L'algorithme d'optimisation est itératif et consiste en des permutations des rangs des produits associés à chaque sujet de façon à optimiser le critère suivant : λ Σi,j rij² + (1 – λ) Σi,j sij² Où les rij sont les éléments de la matrice des fréquences des positions et les sij, les éléments de la matrice de carry-over. Dès que l'optimum ou que le nombre maximum d'itérations sont atteints, l'algorithme s'arrête. XLSTAT utilise deux indices afin de vérifier la qualité de ces deux matrices :

  • le MDR (mean deviation of R) : MDR = Σi,j (rij - r) Déviation par rapport à la moyenne des éléments de la matrice des fréquences des positions.
  • le MDS (mean deviation of S): MDS = Σi,j (sij - s) Déviation par rapport à la moyenne des éléments de la matrice du carry-over.

Pour les plans en blocs incomplets équilibrés, on peut calculer la valeur optimale de ces indices ce qui permet de voir si le plan obtenu est optimal.

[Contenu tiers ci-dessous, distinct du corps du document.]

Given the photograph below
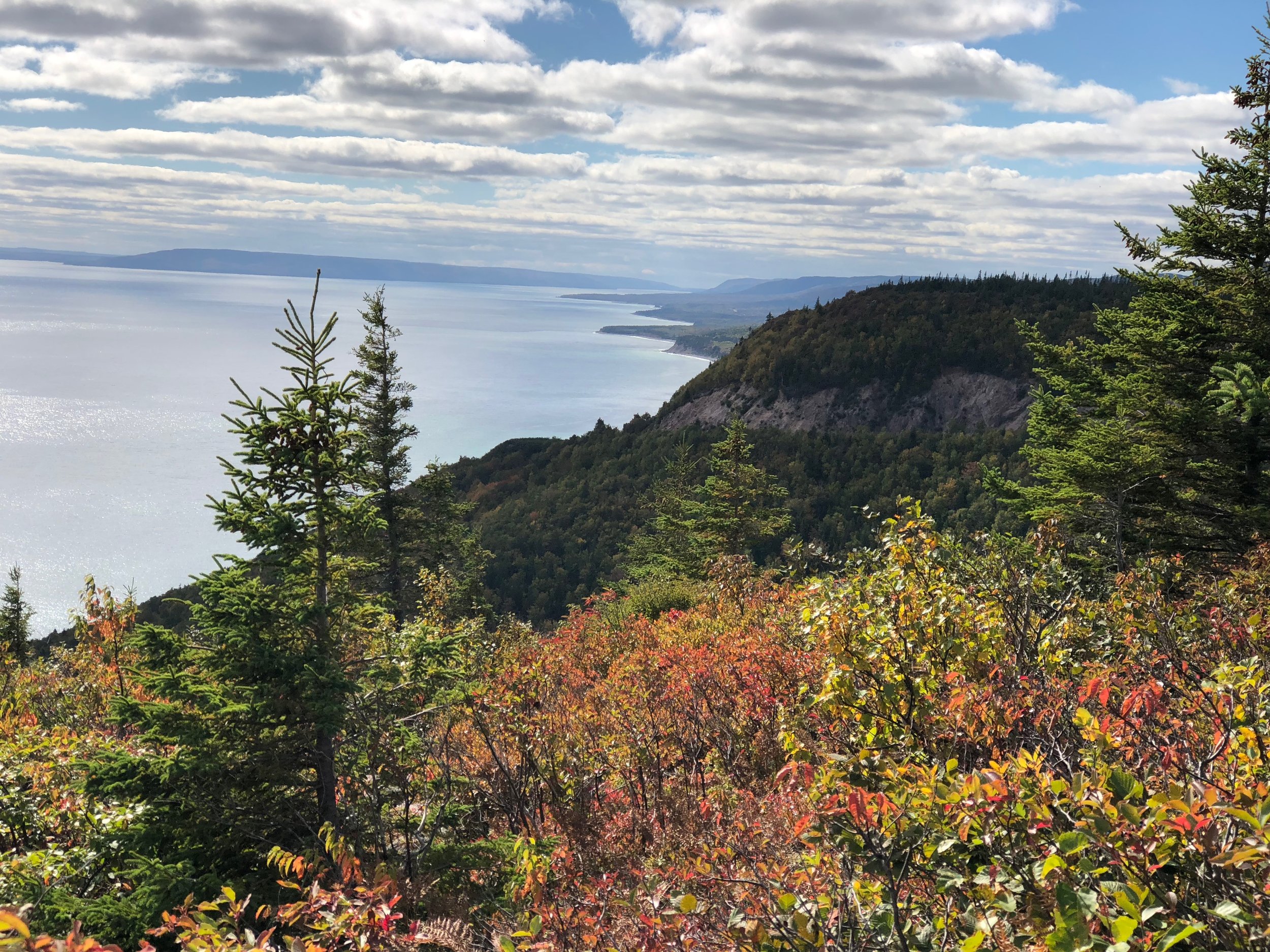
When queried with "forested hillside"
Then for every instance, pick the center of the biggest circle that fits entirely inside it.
(555, 513)
(1048, 738)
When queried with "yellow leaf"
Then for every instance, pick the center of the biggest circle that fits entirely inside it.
(12, 922)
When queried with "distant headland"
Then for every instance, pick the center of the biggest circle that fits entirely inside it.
(219, 260)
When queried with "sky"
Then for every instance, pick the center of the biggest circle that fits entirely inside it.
(687, 141)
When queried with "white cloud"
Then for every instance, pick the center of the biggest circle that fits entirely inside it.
(57, 68)
(338, 155)
(272, 34)
(40, 106)
(806, 127)
(1182, 88)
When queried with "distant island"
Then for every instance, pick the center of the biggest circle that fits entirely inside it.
(219, 260)
(710, 323)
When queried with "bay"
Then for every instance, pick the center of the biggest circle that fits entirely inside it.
(113, 382)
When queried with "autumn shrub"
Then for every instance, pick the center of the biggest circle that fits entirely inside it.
(996, 756)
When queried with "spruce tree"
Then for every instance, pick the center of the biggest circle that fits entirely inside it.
(671, 545)
(441, 542)
(741, 506)
(383, 404)
(1128, 441)
(242, 714)
(16, 616)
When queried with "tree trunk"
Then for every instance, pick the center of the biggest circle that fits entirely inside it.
(328, 810)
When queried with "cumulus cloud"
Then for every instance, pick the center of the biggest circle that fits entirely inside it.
(82, 70)
(272, 34)
(342, 155)
(1182, 88)
(808, 127)
(40, 106)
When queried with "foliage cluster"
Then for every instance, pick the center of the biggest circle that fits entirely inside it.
(1152, 433)
(994, 758)
(558, 513)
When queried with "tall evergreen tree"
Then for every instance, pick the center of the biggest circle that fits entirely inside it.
(671, 544)
(242, 715)
(1126, 441)
(16, 616)
(738, 509)
(383, 404)
(441, 541)
(742, 504)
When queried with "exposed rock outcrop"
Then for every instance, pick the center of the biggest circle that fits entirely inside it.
(971, 400)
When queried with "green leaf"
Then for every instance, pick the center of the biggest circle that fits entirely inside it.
(1179, 932)
(1072, 842)
(1232, 913)
(1123, 928)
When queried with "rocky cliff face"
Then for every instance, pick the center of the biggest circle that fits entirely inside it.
(972, 400)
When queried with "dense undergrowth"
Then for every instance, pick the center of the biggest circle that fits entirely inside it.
(941, 745)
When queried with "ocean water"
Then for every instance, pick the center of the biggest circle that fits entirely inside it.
(113, 382)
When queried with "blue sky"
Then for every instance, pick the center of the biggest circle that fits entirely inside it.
(690, 141)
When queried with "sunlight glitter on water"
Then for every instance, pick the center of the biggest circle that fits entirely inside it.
(112, 387)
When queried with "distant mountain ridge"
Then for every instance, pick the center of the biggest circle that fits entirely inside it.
(745, 301)
(214, 260)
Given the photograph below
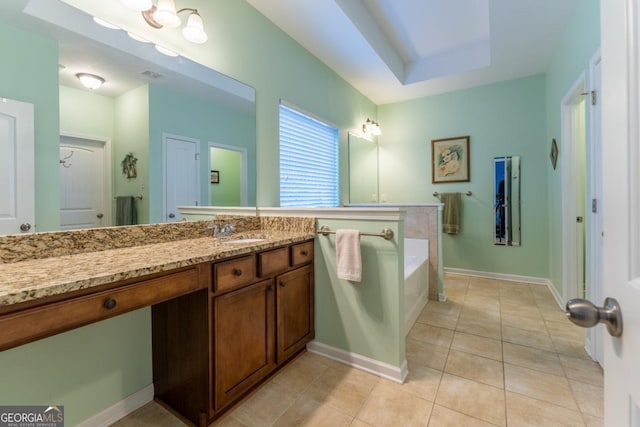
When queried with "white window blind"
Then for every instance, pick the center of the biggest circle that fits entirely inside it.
(308, 161)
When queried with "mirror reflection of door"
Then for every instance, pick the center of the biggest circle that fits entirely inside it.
(229, 188)
(84, 184)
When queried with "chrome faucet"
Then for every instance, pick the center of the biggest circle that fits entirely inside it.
(222, 230)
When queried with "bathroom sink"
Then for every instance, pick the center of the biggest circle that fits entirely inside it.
(245, 240)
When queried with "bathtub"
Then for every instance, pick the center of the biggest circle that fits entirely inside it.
(416, 279)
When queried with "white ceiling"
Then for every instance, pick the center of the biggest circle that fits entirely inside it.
(396, 50)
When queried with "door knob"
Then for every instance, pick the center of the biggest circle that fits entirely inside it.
(584, 313)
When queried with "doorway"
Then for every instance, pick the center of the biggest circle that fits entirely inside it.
(85, 182)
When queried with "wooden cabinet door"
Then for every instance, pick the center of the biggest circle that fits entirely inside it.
(243, 340)
(295, 316)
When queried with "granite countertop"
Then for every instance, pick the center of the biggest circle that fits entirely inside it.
(37, 278)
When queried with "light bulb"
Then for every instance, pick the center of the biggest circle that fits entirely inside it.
(166, 15)
(194, 30)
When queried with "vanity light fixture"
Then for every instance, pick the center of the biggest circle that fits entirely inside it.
(164, 14)
(90, 81)
(371, 128)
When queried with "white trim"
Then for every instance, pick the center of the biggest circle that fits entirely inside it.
(244, 192)
(375, 367)
(379, 214)
(120, 409)
(108, 191)
(568, 160)
(511, 278)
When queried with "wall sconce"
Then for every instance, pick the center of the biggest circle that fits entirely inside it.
(371, 128)
(90, 81)
(164, 14)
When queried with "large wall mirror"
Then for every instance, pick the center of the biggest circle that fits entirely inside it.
(150, 99)
(506, 184)
(363, 170)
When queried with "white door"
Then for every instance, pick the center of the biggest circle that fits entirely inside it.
(84, 184)
(17, 197)
(181, 175)
(621, 205)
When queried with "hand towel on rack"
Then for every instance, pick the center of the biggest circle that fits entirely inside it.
(451, 212)
(126, 213)
(348, 258)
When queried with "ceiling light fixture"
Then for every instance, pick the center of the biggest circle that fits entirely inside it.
(371, 128)
(164, 14)
(90, 81)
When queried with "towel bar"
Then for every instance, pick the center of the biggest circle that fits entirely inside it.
(467, 193)
(386, 234)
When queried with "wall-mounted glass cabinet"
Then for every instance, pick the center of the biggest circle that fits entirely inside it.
(506, 183)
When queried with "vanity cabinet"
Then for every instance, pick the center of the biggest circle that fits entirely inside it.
(257, 314)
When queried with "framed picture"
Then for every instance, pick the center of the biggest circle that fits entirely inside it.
(450, 160)
(554, 153)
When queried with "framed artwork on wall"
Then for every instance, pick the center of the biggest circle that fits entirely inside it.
(215, 177)
(450, 160)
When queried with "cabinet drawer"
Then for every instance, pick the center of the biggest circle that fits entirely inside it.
(274, 261)
(301, 253)
(31, 324)
(237, 272)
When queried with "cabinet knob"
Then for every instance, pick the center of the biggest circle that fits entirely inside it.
(109, 304)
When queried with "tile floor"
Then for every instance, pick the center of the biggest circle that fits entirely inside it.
(495, 354)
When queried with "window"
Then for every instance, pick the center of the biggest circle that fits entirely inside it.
(308, 161)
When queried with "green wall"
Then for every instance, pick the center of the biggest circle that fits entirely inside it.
(29, 73)
(367, 317)
(506, 118)
(228, 163)
(178, 114)
(579, 43)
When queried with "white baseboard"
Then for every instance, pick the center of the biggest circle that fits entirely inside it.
(375, 367)
(512, 278)
(120, 409)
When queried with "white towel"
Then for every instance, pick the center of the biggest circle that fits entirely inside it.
(348, 256)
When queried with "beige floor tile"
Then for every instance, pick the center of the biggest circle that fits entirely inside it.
(565, 330)
(538, 385)
(475, 368)
(346, 389)
(421, 381)
(570, 348)
(527, 323)
(420, 353)
(431, 334)
(472, 398)
(389, 406)
(524, 411)
(590, 398)
(444, 417)
(309, 413)
(535, 339)
(266, 405)
(591, 421)
(532, 358)
(583, 370)
(483, 329)
(300, 373)
(477, 345)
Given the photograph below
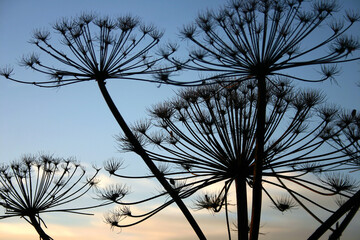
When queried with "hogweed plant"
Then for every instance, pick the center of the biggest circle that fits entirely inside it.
(264, 39)
(99, 49)
(37, 185)
(347, 207)
(206, 137)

Plans d’expérience résolvables et présentation améliorée

Un plan résolvable est un plan qui peut être subdivisé en g groupes de sujets tels que qu'à l'intérieur de chaque groupe, on ait une occurrence de chaque produit. Certains plans en blocs incomplets équilibrés possèdent cette propriété. Présenter un plan avec une telle subdivision en groupes présente l'avantage que si certains sujets ne se présentent pas, il n'est pas nécessaire de reconstruire un plan d'expériences, mais simplement de faire en sorte que les expériences annulées soient les dernières du plan. Cette approche est aussi particulièrement intéressante lorsque l'on veut mettre en place plusieurs sessions d'évaluation (voir ci-dessous). Une condition pour qu'un plan en blocs incomplets équilibrés soit résolvable est que v/k doit être un entier.

Même lorsqu'ils ne sont pas équilibrés ou résolvables, XLSTAT cherche à présenter les plans en blocs incomplets de telle manière que les produits soient présents au plus deux fois et si possible une seule fois dans un groupe de taille (où vaut i si i est un entier, et l'arrondi à la valeur entière supérieure sinon). Ainsi, si des sujets étaient finalement absents, cela ne pénaliserait pas trop la qualité du plan tel qu'il a été initialement conçu.

Sessions pour le plan d’expérience

Il peut arriver que dans une expérimentation on ait trop de produits à tester par sujet et qu'il faille plusieurs sessions afin de ne pas saturer les sujets. Lorsque plusieurs sessions sont demandées, XLSTAT utilise le même plan initial pour chaque session, puis effectue une permutation des sujets et des positions à l'intérieur de groupes de sujets, à chaque session. Pour les plans résolvables, les groupes de sujets utilise des groupes de taille v/k. Ainsi, dans la mesure du possible, un même sujet n'évaluera pas deux fois le même produit d'une session à l'autre.